Approximately 50,000 people will die from colorectal cancer (CRC) in the United States this year due to the late
stage at diagnosis where treatments are largely ineffective. Primary prevention of CRC is therefore very
important for high-risk patients. Chemoprevention agents are needed for CRC but nothing has been approved
for this purpose. Extensive preclinical and epidemiological evidence show great promise for repurposing
phosphodiesterase-5 inhibitors (PDE5i) for CRC chemoprevention. Barriers to this application of PDE5i include
the numerous side effects and drug-drug interactions resulting from systemic delivery that would reduce
compliance in an otherwise healthy population. Our goal is to develop novel gut-targeted PDE5i for CRC
chemoprevention in people at high risk.
Our central hypothesis is that polar analogs of sildenafil will make ideal non-systemic agents for developing
into drugs for the primary chemoprevention of CRC in humans. Our objectives are (1) To gain detailed
information about the pharmacokinetic properties of malonyl- and boronyl-sildenafil in vitro, and (2) to determine
whether these analogs can prevent colon cancer in a mouse model of sporadic CRC. We will test our central
hypothesis and thereby accomplish the objectives of this project by completing the following aims:
Aim 1. Test the hypothesis that polar analogs of sildenafil behave as gut-epithelium targeted PDE5i.

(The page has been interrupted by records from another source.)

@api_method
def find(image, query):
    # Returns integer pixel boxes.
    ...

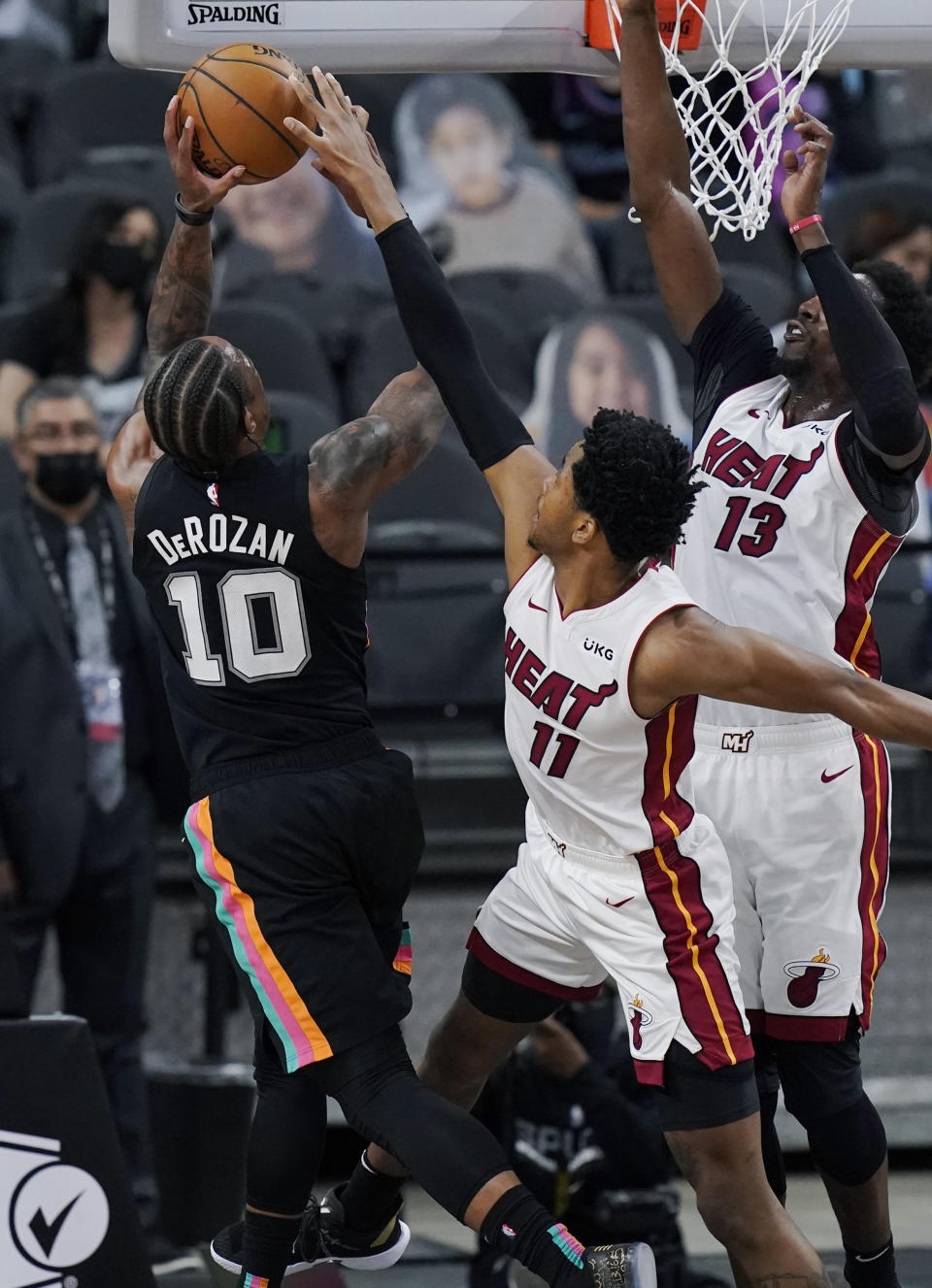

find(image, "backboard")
[110,0,932,76]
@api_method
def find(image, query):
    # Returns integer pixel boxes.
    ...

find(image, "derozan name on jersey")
[188,0,281,27]
[146,513,294,564]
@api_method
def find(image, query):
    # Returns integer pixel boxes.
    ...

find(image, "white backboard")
[110,0,932,75]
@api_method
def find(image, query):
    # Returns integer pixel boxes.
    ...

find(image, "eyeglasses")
[24,420,101,443]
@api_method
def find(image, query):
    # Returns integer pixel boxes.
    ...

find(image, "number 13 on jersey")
[165,568,311,684]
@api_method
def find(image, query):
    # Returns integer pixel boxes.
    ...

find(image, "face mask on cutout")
[87,241,153,292]
[35,452,101,505]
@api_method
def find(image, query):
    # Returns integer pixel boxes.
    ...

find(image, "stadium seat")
[599,213,657,295]
[722,263,799,326]
[346,304,534,416]
[873,546,932,692]
[611,295,692,388]
[370,424,502,550]
[449,268,585,355]
[27,62,178,182]
[0,161,24,297]
[366,552,508,711]
[7,179,162,300]
[822,169,932,262]
[713,215,795,282]
[210,304,339,414]
[266,389,338,452]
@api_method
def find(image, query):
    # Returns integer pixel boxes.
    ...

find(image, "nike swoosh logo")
[30,1191,83,1257]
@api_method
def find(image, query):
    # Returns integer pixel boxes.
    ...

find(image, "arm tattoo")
[310,373,446,500]
[146,220,214,357]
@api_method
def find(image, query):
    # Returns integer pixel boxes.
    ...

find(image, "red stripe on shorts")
[636,843,754,1069]
[854,733,889,1029]
[641,697,699,852]
[467,926,602,1002]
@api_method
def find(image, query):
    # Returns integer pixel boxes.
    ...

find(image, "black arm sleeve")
[685,286,776,448]
[378,219,534,470]
[802,246,928,465]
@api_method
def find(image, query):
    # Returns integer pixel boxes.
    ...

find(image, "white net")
[605,0,853,241]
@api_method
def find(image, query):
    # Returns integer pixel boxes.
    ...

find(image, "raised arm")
[630,608,932,748]
[308,367,446,568]
[284,68,554,582]
[618,0,722,344]
[782,108,929,470]
[107,98,244,541]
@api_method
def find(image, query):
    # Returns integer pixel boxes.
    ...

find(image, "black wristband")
[176,192,214,228]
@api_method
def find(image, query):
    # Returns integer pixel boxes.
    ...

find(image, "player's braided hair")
[854,259,932,385]
[143,339,247,473]
[573,409,705,563]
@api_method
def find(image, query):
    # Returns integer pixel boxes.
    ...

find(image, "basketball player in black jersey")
[109,93,656,1288]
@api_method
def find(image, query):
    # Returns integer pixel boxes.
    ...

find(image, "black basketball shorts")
[184,749,424,1073]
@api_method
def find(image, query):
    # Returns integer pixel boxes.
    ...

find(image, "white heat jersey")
[674,376,902,729]
[505,556,696,855]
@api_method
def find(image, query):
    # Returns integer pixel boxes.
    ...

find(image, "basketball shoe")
[210,1185,412,1288]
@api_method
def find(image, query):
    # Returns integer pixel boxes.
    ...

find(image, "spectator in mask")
[0,376,164,1215]
[0,200,162,443]
[396,76,605,300]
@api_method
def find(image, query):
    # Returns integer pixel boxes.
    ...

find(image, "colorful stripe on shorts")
[184,796,333,1072]
[547,1221,585,1270]
[392,926,414,975]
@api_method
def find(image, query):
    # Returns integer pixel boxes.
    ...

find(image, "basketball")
[178,44,316,182]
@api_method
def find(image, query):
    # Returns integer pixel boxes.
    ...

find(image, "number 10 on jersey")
[165,568,311,684]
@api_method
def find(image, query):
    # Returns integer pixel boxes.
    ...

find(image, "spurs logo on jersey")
[676,376,902,749]
[505,558,695,854]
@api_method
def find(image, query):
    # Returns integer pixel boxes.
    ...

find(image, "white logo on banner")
[0,1131,110,1288]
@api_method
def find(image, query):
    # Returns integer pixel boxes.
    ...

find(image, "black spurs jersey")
[133,452,371,781]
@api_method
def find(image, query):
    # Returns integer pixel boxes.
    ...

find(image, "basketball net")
[595,0,853,241]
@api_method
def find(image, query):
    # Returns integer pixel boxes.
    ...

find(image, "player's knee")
[807,1092,887,1186]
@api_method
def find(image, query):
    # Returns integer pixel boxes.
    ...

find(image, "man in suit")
[0,378,161,1191]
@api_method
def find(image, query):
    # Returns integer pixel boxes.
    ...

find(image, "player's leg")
[562,815,823,1285]
[774,1016,897,1288]
[756,728,896,1288]
[314,1028,655,1288]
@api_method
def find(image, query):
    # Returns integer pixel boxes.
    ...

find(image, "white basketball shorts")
[681,718,889,1042]
[468,804,752,1086]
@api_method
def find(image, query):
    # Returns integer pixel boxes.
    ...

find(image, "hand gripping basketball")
[162,94,245,212]
[780,107,835,225]
[284,67,386,219]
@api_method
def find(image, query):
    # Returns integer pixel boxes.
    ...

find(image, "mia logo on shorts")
[0,1131,110,1288]
[628,993,653,1051]
[783,948,842,1011]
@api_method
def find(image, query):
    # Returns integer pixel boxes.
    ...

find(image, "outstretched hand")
[162,94,247,212]
[780,107,835,224]
[284,67,388,219]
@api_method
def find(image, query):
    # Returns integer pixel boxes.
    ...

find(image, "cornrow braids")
[573,409,705,563]
[143,339,247,474]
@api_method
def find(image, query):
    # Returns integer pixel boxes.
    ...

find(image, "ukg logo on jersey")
[0,1131,110,1288]
[188,0,281,27]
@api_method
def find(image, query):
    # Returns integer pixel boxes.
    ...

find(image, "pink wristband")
[790,215,822,237]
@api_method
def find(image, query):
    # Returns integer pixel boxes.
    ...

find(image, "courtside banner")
[0,1016,154,1288]
[585,0,707,52]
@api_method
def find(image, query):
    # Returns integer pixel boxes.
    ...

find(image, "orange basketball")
[178,45,316,182]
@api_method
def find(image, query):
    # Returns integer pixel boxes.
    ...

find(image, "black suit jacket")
[0,501,170,905]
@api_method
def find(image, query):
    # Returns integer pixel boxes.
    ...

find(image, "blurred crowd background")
[0,0,932,1267]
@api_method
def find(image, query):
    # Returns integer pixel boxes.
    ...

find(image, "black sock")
[239,1208,300,1288]
[845,1239,898,1288]
[341,1153,405,1232]
[483,1185,586,1288]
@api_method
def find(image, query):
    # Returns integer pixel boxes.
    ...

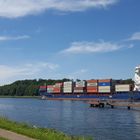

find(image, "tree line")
[0,78,134,96]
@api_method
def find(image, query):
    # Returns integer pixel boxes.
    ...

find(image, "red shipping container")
[74,87,84,90]
[87,87,98,90]
[40,86,47,89]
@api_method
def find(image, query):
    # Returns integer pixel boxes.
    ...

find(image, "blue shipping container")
[98,82,111,86]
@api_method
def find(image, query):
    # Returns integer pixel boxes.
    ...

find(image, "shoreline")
[0,117,91,140]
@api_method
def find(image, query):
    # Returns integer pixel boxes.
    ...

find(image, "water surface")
[0,98,140,140]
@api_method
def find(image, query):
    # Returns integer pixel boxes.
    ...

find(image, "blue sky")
[0,0,140,85]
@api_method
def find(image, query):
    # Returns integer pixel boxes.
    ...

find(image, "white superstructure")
[134,66,140,91]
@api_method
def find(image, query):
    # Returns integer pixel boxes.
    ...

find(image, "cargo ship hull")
[41,92,140,100]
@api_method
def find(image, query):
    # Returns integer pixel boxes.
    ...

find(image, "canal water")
[0,98,140,140]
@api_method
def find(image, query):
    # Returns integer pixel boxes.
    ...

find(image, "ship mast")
[134,65,140,91]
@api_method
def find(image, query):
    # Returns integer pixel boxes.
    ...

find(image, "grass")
[0,95,40,98]
[0,136,8,140]
[0,117,91,140]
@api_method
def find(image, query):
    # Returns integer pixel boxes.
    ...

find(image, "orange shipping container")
[98,79,112,83]
[47,85,54,88]
[87,80,98,83]
[87,89,98,93]
[74,87,84,90]
[87,87,98,90]
[40,86,47,89]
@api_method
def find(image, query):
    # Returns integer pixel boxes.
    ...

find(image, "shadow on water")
[0,99,140,140]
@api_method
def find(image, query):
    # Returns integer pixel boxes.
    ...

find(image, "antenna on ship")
[134,65,140,91]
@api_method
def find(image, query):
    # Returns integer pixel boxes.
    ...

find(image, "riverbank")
[0,117,90,140]
[0,95,41,99]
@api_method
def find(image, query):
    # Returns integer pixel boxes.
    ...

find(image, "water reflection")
[0,99,140,140]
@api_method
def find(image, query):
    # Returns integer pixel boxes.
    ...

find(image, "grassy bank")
[0,95,40,99]
[0,117,91,140]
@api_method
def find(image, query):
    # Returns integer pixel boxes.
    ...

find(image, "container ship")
[39,66,140,100]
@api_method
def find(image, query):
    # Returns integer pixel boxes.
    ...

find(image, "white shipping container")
[75,81,86,87]
[115,84,131,92]
[63,90,72,93]
[87,83,98,87]
[74,90,84,93]
[98,89,111,93]
[64,81,73,85]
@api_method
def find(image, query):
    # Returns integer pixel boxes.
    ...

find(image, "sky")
[0,0,140,85]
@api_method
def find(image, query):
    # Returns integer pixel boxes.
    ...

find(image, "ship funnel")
[134,66,140,91]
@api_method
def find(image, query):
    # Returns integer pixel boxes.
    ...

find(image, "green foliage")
[0,78,69,96]
[0,118,91,140]
[0,78,134,96]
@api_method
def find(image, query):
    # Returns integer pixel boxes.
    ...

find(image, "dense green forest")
[0,79,134,96]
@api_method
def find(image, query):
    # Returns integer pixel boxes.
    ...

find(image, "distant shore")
[0,95,40,99]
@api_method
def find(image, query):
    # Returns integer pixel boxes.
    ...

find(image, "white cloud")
[62,41,133,54]
[127,32,140,41]
[0,62,59,84]
[0,0,118,18]
[0,35,30,41]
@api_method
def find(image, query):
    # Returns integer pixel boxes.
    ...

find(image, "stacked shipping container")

Aim 2. To test the hypothesis that polar analogs of sildenafil can inhibit colon cancer in mice.
By providing detailed pharmacokinetic information and proof of principle in a preclinical CRC model, our
project's scientific impact will be to clear the path for further development of our polar PDE5i analogs as first
in class drugs for the primary chemoprevention of CRC.